$3.4M grant to help build another tornado safe room

? Washington, D.C., smiled on the Baldwin City school district this week, to the tune of a $3.4 million grant to build another tornado-proof safe room.

“We got the big one,” said Superintendent Paul Dorathy, who learned of the grant approval Wednesday. “This is for 1,800 people. The question was whether they were going to give us the grant for 1,500 or 1,800 people.”

The Federal Emergency Management Agency grant paves the way to construct a new Performing Arts Center almost entirely as a safe room capable of withstanding an EF-5 tornado. The school district’s 25 percent match of $1.1 million will turn the 16,100-square-foot building into a $4.5 million safe room. Voters had approved $3.1 million for the auditorium during November’s bond issue election.

“This has added a huge worth for the PAC because of what we’re able to put in it and have the safe room,” Dorathy said. “Basically, all but a little lobby out front will be a safe room.”

He said the building’s walls would consist of 2-foot-thick concrete panels that weigh 80 tons each. The roof will be reinforced concrete, too, but not that thick.

“It’ll be a place where if we ever have to face that, and I hope we don’t, we can survive a pretty severe tornado,” Dorathy said. “This is unbelievable. I feel good about this one.”

It also puts the project, which will be built between Baldwin High School and Baldwin Junior High School, back on track after it had been put on hold by the school board.

“This opens the way for the design team to move forward,” he said. “The board had said, ‘Let’s wait until we see what happens with the grant.'”

The project will likely go to bid in late September or early October, with a completion date of December 2010 or January 2011, he said.

“We won’t have an exact timeline until the design group has completed plans,” Dorathy said.

He also said the process went through several more channels than did another recent FEMA grant given to the district — $450,000 for construction of a safe room at the new Baldwin Elementary School Primary Center.
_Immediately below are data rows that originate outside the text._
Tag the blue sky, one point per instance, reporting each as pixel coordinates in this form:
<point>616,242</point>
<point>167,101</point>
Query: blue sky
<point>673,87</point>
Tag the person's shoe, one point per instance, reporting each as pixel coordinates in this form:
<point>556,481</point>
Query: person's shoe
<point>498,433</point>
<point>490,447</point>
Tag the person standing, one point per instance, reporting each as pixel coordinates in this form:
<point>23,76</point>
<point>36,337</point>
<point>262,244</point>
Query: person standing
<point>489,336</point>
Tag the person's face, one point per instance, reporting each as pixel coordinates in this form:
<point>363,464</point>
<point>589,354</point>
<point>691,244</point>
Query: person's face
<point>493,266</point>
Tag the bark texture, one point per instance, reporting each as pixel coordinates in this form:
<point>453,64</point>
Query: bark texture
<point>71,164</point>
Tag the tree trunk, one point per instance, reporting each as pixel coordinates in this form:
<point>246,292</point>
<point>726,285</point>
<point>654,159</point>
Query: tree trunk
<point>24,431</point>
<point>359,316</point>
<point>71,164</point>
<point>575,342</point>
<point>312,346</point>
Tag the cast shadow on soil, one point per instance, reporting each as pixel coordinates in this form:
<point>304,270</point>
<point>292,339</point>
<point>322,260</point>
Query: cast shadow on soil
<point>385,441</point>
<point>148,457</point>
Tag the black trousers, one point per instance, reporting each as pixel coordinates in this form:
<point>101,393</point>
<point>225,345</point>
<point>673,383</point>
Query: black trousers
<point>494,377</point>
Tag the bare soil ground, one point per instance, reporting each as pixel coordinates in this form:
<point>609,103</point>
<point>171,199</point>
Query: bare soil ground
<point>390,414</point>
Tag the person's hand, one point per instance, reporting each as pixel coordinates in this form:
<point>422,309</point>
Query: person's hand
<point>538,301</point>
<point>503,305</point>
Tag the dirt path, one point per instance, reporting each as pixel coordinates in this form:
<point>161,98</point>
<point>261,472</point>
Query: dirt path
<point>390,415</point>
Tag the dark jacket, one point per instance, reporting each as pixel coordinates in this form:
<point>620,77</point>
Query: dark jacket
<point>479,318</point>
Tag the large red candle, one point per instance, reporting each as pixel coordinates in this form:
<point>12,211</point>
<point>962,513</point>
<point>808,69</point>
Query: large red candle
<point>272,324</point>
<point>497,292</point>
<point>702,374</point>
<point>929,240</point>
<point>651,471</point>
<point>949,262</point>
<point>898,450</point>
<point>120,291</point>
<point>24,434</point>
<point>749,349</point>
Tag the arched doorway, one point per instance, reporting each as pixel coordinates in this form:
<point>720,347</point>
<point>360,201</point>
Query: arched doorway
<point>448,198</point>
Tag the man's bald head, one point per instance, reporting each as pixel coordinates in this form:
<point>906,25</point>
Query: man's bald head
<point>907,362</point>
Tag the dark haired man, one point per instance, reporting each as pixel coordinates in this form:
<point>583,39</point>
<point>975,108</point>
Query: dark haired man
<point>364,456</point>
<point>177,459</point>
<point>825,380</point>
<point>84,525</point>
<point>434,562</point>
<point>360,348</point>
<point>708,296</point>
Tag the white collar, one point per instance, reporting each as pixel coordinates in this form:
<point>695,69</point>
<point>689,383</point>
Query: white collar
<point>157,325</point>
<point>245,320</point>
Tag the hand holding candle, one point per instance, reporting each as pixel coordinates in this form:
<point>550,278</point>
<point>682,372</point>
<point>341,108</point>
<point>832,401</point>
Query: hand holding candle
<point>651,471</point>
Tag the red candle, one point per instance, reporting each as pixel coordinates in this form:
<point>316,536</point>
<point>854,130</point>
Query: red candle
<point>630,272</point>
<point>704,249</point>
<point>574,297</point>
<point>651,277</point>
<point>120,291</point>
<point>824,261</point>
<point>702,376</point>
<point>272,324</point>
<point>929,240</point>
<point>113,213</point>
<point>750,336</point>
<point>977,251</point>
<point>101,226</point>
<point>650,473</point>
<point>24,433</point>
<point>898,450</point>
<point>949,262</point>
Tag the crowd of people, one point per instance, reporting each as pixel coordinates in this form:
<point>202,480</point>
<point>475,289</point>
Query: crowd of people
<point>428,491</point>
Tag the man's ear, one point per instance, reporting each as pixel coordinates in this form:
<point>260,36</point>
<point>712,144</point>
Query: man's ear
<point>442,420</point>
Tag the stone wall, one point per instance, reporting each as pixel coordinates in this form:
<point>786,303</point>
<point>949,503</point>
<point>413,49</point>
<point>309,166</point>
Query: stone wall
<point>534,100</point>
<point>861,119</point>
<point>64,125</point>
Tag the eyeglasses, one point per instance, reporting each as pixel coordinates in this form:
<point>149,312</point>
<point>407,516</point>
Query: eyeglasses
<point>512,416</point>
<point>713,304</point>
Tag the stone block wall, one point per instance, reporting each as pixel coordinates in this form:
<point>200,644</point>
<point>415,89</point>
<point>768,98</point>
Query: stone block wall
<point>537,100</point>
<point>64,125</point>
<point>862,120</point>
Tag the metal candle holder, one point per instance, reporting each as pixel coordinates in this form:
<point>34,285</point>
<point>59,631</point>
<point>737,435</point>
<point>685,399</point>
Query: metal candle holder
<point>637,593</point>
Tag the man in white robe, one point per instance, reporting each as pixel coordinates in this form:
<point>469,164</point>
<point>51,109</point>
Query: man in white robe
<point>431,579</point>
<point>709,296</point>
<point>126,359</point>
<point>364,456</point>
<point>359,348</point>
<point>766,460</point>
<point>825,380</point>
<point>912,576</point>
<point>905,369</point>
Teri Smith, director of Douglas County Emergency Management who has helped with both grant applications, was excited to hear about another success.

“I think it’s great that a community has taken the step to want this for the faculty and students,” Smith said. “Many times I wish people would go for it. It is a lot of work to go for these grants. But as long as there is money out there to match, people should do it.”